NEWARK, Ohio - The upside is that residents of Towns Mobile Home Park don't have to worry much about rodents. The downside is the place is being overrun by feral cats.
NEWARK, Ohio — The upside is that residents of Towns Mobile Home Park don’t have to worry much about rodents.
The downside is the place is being overrun by feral cats.
Probably 20 feral cats are running around the small trailer park atop a scenic hill on the city’s northeastern side, manager Bonnie Fox said.
“They go under the skirting to hide and then get up in the insulation and have litters of kittens,” she said.
They also threaten her livelihood. Fox said mobile-home parks are regulated by the Ohio Manufactured Homes Commission, which periodically inspects them.
“State law says that domestic house pets are not allowed to run at large within a manufactured-home community,” she said. “If inspectors came in and saw feral cats running around, they don’t cite the homeowner or whoever is feeding the cats. They consider it a violation written against our license to operate.”
Fox traps the cats and turns them over to Newark’s animal-control officer, Toby Wills, who takes them to the Licking County Animal Shelter.
“No other county around us takes cats anymore,” said county dog warden John Silva. “We do our best to address the problem, and do it better than most. But it’s not just a city problem or a county problem. It’s a state problem.”
The problem, Silva said, is that cats aren’t licensed or regulated. And because his department, like every other county animal shelter in Ohio, is funded almost exclusively by the sale of dog licenses, its focus is dealing with problem dogs.
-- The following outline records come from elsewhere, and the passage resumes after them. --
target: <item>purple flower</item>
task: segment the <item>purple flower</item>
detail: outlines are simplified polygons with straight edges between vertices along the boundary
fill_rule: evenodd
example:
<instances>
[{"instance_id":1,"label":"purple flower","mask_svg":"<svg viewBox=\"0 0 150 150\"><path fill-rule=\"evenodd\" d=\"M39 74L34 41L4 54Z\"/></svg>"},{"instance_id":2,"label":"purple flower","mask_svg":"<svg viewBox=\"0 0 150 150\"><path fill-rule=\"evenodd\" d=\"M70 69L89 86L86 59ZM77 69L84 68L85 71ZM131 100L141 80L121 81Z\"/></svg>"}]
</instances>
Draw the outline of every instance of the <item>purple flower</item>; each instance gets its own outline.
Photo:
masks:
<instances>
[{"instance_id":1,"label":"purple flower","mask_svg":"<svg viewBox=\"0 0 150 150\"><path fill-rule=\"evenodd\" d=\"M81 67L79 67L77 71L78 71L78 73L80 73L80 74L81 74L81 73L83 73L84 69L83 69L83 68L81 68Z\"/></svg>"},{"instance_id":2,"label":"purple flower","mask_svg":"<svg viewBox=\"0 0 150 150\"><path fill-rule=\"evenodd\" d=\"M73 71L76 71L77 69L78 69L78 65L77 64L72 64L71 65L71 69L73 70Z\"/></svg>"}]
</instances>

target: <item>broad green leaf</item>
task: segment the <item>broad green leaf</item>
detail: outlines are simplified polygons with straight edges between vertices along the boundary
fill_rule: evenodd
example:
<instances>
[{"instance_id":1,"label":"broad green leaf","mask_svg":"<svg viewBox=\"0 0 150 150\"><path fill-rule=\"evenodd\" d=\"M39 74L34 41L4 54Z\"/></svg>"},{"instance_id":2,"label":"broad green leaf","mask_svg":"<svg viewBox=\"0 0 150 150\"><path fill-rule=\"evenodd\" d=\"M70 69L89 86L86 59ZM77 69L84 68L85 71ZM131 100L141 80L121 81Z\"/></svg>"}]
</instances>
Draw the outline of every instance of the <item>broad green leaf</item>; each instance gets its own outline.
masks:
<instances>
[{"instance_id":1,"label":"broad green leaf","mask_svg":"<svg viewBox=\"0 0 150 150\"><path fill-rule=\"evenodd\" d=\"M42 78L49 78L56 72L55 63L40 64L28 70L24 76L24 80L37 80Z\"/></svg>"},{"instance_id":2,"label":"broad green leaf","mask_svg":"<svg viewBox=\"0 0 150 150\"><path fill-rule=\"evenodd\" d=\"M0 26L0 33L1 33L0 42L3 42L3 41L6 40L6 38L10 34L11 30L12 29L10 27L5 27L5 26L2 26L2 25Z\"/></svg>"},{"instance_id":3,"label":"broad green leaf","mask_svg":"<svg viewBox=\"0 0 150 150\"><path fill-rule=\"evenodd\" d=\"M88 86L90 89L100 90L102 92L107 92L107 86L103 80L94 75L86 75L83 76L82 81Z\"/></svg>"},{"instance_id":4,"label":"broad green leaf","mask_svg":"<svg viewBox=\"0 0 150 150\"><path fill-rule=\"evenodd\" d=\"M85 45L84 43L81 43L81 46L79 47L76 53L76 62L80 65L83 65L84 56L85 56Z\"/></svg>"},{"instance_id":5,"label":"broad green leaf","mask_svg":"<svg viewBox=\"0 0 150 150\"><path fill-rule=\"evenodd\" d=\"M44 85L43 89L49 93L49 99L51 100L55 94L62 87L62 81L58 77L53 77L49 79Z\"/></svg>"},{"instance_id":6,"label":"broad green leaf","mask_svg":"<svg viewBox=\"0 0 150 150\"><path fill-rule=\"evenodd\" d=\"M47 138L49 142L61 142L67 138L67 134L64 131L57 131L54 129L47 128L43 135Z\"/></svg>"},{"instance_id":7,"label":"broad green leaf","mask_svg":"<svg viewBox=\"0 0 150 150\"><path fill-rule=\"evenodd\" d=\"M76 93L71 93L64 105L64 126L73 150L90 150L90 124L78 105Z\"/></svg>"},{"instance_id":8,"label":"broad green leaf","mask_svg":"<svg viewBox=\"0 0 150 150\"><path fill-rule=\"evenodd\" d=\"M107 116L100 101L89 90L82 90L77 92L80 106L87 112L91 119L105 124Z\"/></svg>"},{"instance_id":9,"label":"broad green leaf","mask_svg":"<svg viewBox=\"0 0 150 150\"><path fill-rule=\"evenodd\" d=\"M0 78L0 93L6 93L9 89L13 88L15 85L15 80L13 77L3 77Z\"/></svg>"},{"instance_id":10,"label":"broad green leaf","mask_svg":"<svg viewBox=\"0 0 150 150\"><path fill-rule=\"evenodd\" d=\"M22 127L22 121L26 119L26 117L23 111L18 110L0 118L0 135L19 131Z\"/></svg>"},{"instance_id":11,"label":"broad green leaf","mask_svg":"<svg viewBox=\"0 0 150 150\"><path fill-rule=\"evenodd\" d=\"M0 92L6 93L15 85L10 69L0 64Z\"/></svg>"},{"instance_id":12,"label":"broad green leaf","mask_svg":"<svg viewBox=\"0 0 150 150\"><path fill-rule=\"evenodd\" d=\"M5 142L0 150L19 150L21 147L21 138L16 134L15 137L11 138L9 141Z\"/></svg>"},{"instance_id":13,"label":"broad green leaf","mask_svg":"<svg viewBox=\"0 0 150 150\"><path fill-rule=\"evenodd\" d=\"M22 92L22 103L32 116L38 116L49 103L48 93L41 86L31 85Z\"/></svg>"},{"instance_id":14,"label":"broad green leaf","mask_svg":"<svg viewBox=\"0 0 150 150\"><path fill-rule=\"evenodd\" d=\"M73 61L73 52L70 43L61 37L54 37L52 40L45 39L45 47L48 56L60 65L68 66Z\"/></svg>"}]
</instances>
“It’s against the law to use dog-license dollars to catch cats,” Silva said.
Wills works for Newark’s public-safety department and can answer stray-cat calls — unless there’s nowhere to take them.
“From time to time, there’s no room at the inn,” Safety Director Bill Spurgeon said of the animal shelter. “They got saturated last month and said they couldn’t take any more.”
Licking County animal-control officer Tyler Moore said the shelter has room for about 20 cats. Kittens might be put up for adoption. Many cats are put to death. This year, the shelter has adopted out 87 cats and euthanized 71, Moore said.
Fox is concerned that the cats will attract a bigger problem: coyotes.
Cats’ scent glands are often used to trap coyotes, said coyote expert Stan Gehrt, an Ohio State University assistant professor. But Gehrt said there’s probably little cause for concern.
“Coyotes won’t usually have any use for a mobile-home park unless someone is putting food out for the cats,” he said. “And they do occasionally eat cats.
“The bigger concern is just having a lot of cats around. They can carry toxoplasmosis (a parasitic disease), which potentially can be transferred to people.”